Suddenly his window to find his place among the all-time greats is open and for the first time James is finally begin to look the part of a man who could will his team to multiple championships. Even his teammates noticed.
He had a look about him in the playoffs, one that he didn't have during the regular season, Heat forward Shane Battier told the Scott Van Pelt show. It started in the Indiana game when we were down 2-1. He just said, 'we are not going to lose.' It was amazing, it was like he was a different person.
Prior to that game, on May 20, the Heat were 5-3 in the playoffs and James was averaging 27.6 points, 7.75 rebounds and 5.1 assists per game. Starting with game four against the Pacers, the Heat rattled off an 11-4 record and James upped his production, going 31.7 points, 10.8 rebounds and 5.8 assists.
But it wasn't just that he got better, he got better when it counted. Down 2-1 to the Pacers he went for 40 points, 18 rebounds, and 9 assists. Down 3-2 to Boston in the Eastern Conference Finals, James silenced the TD Garden with 45 points, 15 rebounds and 5 assists and down 1-0 to Oklahoma City he led the Heat to victory with 32 points, eight rebounds and five assists.
That is what it takes to win multiple titles and that is James' stated goal.
The question is where will he end up?

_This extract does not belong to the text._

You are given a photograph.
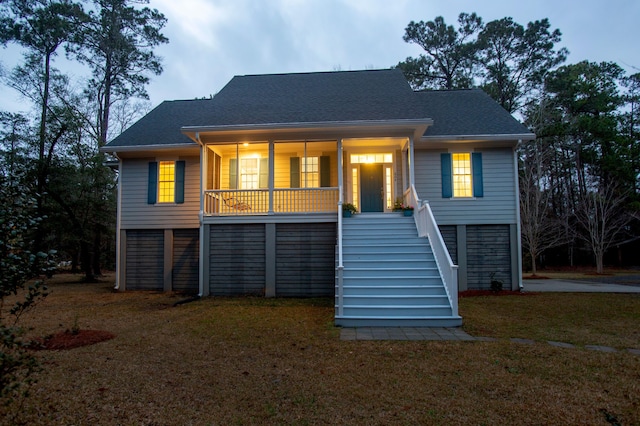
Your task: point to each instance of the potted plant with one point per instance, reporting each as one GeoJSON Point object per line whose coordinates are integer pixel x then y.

One of his contemporaries, and a player who seemed to master the art of winning titles at a much earlier age, Kobe Bryant may be a good goal for James.
Bryant has five titles spread over the first decade of the 2000s, a tall order for James who is sitting at just one, but something he has plenty of time left to do.
James will turn 28 part of the way through the 2013 NBA season, a time when many players are considered to be just hitting their primes. He probably has six to eight years of playing at the highest level left, and another two to four after that where he can still be a good NBA player.
That gives him plenty of time to run down Bryant's five. But James has other advantages as well. There is little competition left for the Heat in the Eastern Conference, especially next year.
The Chicago Bulls, the East's top team this year, will be without Derrick Rose to start the season and there is no telling how effective he will be when he does return. The Celtics are officially old, they looked tired and beaten down by game seven against the Heat, and there is much uncertainty in Boston about what that team will look like next year.
The New York Knicks are a good team on paper, but the results have been disastrous and they aren't threatening to put it together any time soon. Perhaps the only rising threat to the Heat in the East is the Indiana Pacers, and Miami dispatched them fairly easily in the second round.
Out West, Oklahoma City will undoubtedly continue to be a nuisance, as will the Lakers with Bryant and San Antonio as long as Tim Duncan continues to play. But right now James has the best team going.
Obviously there are a lot of what ifs. There is no telling what kind of brand new superstar is waiting to emerge from the draft, or from the legions of young players jockeying for playing time on NBA rosters.
There is no way of knowing if other groups of superstars may form their own super teams to try to take the Heat down. What we do know for now is this, James has his first title and he isn't likely to stop there.